Couch co-wrote five songs off Moore’s debut as well as two songs on his new Underground EP. He likens Moore to a little brother and says the two writers inspire each other and there’s nobody he enjoys writing with more. He reflects on their friendship and songwriting partnership, calling it “quite undesigned.”

“You just never know how this stuff is going to happen, but it’s probably not going to happen like you imagined it would. I imagined once I started writing that I was going to get on Garth Brooks’ record and Alan Jackson and Tim McGraw and Kenny Chesney,” Couch admits. “That’s what was in my mind, but as it turns out the guys who I’ve had success with are guys like Kip –that came out of a good co-write and we just continued to write and then things took off from there.”

Couch has had a hand in several other Moore fan favorites including “Reckless,” “That Was Us” and “Midnight Slow Dance,” which was written shortly after the two writers saw Bruce Springsteen perform in Nashville. The track recalls the urgency of many songs from The Boss and Couch says both he and Moore are huge Springsteen fans.
“I remember loving that song and being very surprised that it didn’t make the first record,” he says of “Midnight Slow Dance,” which he co-wrote with Moore and Mike Elizondo. “You end up writing so many songs and they unfortunately can’t all make a record. The record cycle’s just too slow. Every two to three years putting out a record and when you’re writing that many songs, they can’t possibly all make the record. I was excited that the song found life on the Kip Moore Underground EP. It’s definitely Springsteen influenced.”

Couch also assisted with the writing of Canaan Smith’s debut album including his second single, “Hole in a Bottle.” As he explains, Smith wanted to write a song that was similar to the coolness of Eric Church’s “Drink In My Hand.”
“I happened to have that ‘Hole in a Bottle’ title, that idea, and sang what I had of it,” Couch recalls. “He got excited about it and Brett Beavers, who’s an amazing songwriter, amazing producer, was coming over to write with us that day and so when Brett got there, we told him the idea and he was excited about it. We were all in and we started pounding away at it and wrote the song and in a couple of hours we had that song done.”

While the three co-writers were hopeful that “Hole in a Bottle” would be Smith’s second No. 1 single, the song stalled at 23. Couch says it was tough and a huge heartbreak for each of the writers, but also completely out of their hands.

In the process of discussing his successes and failures, Couch offers advice to up-and-coming songwriters who are struggling to get their music heard. He urges to never think that someone else is taking your spot, either as a writer or artist, and not to look for success based on somebody else’s failure.

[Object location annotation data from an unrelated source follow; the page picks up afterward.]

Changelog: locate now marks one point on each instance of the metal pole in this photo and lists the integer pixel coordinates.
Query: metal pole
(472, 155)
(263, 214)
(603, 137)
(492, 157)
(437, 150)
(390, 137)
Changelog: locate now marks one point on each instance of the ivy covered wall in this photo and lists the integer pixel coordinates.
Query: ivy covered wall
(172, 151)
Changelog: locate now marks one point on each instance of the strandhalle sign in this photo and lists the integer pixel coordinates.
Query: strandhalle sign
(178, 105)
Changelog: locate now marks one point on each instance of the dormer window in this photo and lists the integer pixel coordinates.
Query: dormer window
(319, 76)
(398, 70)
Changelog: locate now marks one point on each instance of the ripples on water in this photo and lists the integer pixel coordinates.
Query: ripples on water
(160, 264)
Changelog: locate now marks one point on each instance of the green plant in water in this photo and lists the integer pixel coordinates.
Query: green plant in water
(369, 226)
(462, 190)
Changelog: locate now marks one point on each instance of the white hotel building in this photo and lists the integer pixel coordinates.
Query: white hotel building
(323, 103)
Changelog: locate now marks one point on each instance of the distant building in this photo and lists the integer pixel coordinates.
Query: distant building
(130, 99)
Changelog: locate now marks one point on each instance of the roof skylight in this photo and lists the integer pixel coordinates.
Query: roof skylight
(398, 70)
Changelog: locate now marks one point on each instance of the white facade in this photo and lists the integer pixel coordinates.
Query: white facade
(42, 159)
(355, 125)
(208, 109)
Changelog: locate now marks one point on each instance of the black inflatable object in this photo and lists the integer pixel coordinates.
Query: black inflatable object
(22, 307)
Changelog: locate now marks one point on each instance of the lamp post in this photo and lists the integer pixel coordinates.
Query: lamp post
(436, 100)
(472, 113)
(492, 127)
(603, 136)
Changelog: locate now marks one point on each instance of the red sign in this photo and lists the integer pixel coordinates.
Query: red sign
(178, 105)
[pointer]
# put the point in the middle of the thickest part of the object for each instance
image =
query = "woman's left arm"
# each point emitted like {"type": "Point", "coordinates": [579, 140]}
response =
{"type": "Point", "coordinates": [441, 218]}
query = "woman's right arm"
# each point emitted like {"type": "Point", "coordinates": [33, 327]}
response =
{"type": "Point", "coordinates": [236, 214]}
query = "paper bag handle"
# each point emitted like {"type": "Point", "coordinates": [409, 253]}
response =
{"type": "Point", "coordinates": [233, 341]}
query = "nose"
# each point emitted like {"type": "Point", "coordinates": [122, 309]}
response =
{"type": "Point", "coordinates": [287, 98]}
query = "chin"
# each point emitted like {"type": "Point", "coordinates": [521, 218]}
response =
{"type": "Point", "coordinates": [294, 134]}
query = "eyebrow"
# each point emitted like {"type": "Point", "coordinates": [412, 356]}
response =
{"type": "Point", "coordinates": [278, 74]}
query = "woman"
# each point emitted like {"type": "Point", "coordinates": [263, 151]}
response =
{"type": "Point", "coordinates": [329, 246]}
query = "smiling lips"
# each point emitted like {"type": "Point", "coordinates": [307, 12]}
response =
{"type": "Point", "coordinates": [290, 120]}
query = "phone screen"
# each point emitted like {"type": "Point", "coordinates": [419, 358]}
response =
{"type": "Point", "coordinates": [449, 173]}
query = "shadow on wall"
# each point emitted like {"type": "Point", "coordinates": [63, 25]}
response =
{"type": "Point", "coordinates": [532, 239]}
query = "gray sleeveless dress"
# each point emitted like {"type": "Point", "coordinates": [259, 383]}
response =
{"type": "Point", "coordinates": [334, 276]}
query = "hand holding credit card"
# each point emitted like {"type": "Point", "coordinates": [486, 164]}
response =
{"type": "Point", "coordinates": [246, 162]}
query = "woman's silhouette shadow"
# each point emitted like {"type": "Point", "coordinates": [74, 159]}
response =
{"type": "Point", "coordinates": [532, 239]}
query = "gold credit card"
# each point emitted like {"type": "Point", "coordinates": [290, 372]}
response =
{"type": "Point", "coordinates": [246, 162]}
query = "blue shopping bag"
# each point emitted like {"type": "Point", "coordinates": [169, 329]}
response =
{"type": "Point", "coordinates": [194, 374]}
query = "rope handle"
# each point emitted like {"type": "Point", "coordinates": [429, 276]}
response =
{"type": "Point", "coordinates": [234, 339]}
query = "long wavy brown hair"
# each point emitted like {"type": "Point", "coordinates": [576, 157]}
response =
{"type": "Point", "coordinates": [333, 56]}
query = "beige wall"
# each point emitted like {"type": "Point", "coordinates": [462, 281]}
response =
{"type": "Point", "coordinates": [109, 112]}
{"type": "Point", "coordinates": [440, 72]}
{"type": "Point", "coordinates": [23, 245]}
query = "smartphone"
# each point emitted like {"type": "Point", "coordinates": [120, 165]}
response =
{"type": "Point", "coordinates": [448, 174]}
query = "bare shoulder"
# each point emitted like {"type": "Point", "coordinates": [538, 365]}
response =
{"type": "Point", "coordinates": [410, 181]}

“When I look at the charts now or hear a song on the radio, I have nothing but respect for the guys that wrote it. I don’t care if it’s my favorite song or not. It’s just amazing that the song has made it that far and I cheer for them. I want them to be successful,” he says. “It’s a small town. We need to cheer for each other. We are, in a way, all in this together. There’s a lane for everybody.”

Couch knows this from firsthand experience as he has seen the struggles and triumphs of a song working its way up the charts. While his dream of being the next Garth Brooks has transformed into being a hit songwriter, he also stresses the importance in following your instinct as one never knows where life can lead.

“If you have a dream, chase it. If you do, you might catch it. If you don’t, you never will,” he concedes.